Pour être honnête, en apprenant cette réforme, j’ai moi aussi commencé par grimacer un peu et râler sur le fait qu’on OSE toucher à notre patrimoine lexical. Mais après réflexion, cette réforme peut apporter des choses très bénéfiques.
On nous répète que le niveau d’orthographe des Français•es, et plus spécifiquement celui des enfants, diminue chaque année. Il faut dire qu’elle n’est pas facile facile, cette langue, avec toutes ses exceptions, ses étrangetés orthographiques qu’il faut connaître par coeur, faute de raisonnement logique… Mais si nous on y arrivait, pourquoi les jeunes pousses n’y arriveraient-elles pas ?

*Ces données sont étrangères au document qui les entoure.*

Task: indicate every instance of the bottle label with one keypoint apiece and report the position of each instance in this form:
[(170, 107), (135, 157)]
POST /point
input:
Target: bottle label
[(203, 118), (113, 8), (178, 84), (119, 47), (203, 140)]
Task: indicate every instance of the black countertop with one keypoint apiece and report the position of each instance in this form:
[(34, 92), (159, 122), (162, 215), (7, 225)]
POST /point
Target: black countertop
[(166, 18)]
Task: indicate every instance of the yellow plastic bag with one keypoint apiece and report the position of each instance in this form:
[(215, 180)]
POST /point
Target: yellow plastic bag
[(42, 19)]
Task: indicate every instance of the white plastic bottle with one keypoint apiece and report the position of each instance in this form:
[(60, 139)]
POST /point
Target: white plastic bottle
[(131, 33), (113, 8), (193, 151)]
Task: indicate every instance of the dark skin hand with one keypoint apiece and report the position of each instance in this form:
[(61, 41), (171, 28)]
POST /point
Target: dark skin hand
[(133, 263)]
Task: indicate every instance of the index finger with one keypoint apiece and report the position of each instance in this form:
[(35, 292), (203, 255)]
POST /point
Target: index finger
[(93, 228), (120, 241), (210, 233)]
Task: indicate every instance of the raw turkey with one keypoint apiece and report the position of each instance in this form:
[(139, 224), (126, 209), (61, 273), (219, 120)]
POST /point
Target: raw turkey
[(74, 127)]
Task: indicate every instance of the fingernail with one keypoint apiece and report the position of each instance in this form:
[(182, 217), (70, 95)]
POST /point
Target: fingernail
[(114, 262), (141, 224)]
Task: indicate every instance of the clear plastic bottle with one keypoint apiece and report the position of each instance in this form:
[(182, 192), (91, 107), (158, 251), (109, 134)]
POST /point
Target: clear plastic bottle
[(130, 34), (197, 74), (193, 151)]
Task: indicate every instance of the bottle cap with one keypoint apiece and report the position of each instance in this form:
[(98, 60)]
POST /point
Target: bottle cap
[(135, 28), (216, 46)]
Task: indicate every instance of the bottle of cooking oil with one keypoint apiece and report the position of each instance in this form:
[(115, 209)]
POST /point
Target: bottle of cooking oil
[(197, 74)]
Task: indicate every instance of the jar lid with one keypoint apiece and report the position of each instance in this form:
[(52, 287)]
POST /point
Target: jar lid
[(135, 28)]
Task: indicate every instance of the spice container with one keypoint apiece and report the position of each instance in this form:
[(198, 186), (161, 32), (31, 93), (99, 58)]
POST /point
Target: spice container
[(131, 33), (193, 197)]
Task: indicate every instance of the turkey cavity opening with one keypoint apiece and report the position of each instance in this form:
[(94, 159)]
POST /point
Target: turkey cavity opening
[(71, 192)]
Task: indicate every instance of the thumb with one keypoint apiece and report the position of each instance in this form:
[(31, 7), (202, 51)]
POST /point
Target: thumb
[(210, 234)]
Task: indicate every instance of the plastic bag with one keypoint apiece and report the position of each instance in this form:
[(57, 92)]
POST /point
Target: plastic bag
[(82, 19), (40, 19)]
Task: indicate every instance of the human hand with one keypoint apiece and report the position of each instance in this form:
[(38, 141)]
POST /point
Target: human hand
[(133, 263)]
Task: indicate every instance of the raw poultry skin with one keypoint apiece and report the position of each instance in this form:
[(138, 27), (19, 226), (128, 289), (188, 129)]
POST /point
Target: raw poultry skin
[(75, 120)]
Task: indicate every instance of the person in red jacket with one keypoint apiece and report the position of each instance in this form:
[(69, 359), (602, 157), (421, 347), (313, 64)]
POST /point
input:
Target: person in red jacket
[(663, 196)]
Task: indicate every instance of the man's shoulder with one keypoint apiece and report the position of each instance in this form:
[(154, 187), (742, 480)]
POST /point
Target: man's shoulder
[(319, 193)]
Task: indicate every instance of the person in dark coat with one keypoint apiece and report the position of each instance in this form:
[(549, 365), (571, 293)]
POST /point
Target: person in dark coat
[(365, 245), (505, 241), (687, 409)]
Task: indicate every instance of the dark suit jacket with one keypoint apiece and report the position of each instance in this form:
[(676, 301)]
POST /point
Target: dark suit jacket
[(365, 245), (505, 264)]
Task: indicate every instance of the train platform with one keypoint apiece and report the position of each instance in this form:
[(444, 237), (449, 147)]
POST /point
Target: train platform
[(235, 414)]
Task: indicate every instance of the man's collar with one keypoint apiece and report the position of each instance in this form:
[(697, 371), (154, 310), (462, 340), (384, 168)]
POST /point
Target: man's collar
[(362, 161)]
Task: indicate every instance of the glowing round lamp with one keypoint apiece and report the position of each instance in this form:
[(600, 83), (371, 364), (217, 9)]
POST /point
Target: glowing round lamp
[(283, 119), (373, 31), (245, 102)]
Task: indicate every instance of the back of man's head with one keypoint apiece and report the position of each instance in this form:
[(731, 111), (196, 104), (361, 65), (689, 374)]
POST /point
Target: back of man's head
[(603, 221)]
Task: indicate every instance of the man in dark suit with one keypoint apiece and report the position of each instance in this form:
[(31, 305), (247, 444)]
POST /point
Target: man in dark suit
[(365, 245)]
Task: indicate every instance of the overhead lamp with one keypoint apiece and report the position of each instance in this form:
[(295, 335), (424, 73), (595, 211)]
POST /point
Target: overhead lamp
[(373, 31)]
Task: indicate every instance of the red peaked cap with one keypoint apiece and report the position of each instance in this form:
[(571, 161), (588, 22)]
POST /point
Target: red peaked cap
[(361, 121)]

Après tout, le Pensionnat de Chavagne de M6 au début des années 2000 nous avait montré que des adolescent•e•s pouvaient s’adapter à une éducation (elle-même adaptée, quand même) des années 1950. Avait-on pour autant envie que cette éducation soit généralisée ? J’en doute.
Monsieur Navaron a fait son temps.
Les modes d’éducation sont voués à l’archaïsme car les générations évoluent. Cela ne veut pas forcément dire que l’on devient plus bête : on apprend de nouvelles choses (tous ces p’tits louveteaux qui vont savoir coder !) et surtout les priorités ne sont plus les mêmes (devine quoi, tu n’es plus obligée de savoir coudre !).
Une langue qui évolue est un phénomène naturel
Et si on arrêtait ce snobisme permanent du « c’était mieux avant », « nous à l’époque… », « nous au moins… » et du purisme qui frise parfois l’absurde ? On critique un nivellement par le bas à travers cette réforme. Mais un petit coup d’oeil à notre histoire littéraire montre que la langue française n’est qu’une succession de simplifications à travers les époques. Si nous étions vraiment puristes, on parlerait encore le latin aujourd’hui !
Ces simplifications étaient un phénomène tout ce qu’il y a de plus naturel, qui se fiaient notamment aux évolutions de prononciation, comme quand on a décidé en 1835 d’écrire « je trouvais » et non « je trouvois ».
On n’écrit plus comme Molière, à ce que je sache.
Pourquoi le français aurait-il forcément sa forme aboutie pour toujours, en ce 4 février 2016, alors qu’
il n’a cessé de muter à travers les siècles ? C’est une langue « vivante », ce qui signifie qu’elle évolue selon les usages de ceux et celles qui l’emploient. On invente de nouveaux mots, ils intègrent le dictionnaire en toute tranquillité, c’est donc logique qu’en parallèle d’autres termes subissent les changements de leur pratique. C’est un signe de modernité !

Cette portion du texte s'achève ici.